Eribulin mesylate, a member of a new class of antineoplastics called halichondrins, made news in breast cancer. “Eribulin is unique in that it is the only single agent to show a survival benefit in heavily pretreated metastatic disease. These are striking findings,” said principal investigator Christopher Twelves, MD, of the University of Leeds in the United Kingdom. The Epidemiological Study of Familial Breast Cancer (EMBRACE) was a global randomized phase 3 trial involving 762 patients with metastatic breast cancer who had received an average of 4 previous chemotherapy regimens. Patients were assigned to intravenous eribulin every 3 weeks, or to treatment according to their physician’s choice, which could be a cytotoxic, endocrine, or biologic agent. Median survival improved from about 10 months with standard single-agent therapy to 13 months with eribulin, and 1-year survival was 54% and 44%, respectively.

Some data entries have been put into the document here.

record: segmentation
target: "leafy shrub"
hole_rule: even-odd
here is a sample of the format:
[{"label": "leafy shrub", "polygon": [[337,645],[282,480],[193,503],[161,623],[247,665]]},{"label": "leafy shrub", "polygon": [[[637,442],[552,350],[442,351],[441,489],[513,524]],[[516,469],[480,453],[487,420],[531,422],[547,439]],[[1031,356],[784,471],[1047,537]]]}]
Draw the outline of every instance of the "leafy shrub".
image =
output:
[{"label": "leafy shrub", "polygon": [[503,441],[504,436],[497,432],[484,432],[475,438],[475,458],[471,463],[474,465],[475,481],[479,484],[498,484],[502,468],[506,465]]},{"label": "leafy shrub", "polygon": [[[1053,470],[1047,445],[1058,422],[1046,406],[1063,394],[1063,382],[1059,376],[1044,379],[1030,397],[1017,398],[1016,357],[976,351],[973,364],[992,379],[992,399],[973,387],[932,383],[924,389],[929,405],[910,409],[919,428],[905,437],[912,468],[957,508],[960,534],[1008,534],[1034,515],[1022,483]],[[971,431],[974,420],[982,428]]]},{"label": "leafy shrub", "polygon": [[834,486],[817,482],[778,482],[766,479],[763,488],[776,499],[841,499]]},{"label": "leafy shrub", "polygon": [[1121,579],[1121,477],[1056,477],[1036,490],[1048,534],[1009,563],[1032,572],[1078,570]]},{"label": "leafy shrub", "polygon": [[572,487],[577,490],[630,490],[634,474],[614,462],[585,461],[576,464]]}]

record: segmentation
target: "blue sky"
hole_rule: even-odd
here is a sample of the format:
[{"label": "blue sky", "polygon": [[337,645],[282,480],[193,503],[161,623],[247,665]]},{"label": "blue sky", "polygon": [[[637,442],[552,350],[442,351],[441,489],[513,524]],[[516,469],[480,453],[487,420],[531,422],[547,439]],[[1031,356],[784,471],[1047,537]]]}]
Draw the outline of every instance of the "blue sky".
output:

Olaparib, one of an emerging class of agents called PARP inhibitors, produced responses in 41% of patients with ovarian cancer that had mutations in the BRCA gene and in 23% of 53 women without BRCA mutations in a phase 2 study presented by Karen Gelmon, MD, of the British Columbia Cancer Agency, Vancouver. Although the study was small, it was hailed as one of the most important at the meeting by James H. Doroshow, MD, of the National Cancer Institute (NCI). Patients received olaparib 400 mg twice daily on a continuous basis in 4-week cycles. Median PFS was 219 days, which was especially striking for patients with advanced ovarian cancer. Previous studies have shown that olaparib is active in tumors with BRCA mutations (including breast cancer) but its activity in non–BRCA-related disease was considered particularly encouraging.
The multitargeted kinase inhibitor vandetanib slowed disease progression by 50% in patients with medullary thyroid cancer, a rare malignancy (5% of thyroid cancers) that currently has no effective treatment. In a phase 3 trial—the largest-ever study of this tumor—331 patients with advanced or metastatic disease received vandetanib or placebo. Disease progression was reduced by 54% with vandetanib. Of note, 50% of the placebo-treated patients had relapsed by 16 months; in contrast, by 24 months 50% of the vandetanib-treated patients were still relapse-free, reported Samuel A. Wells, MD, of the NCI, which sponsored the study.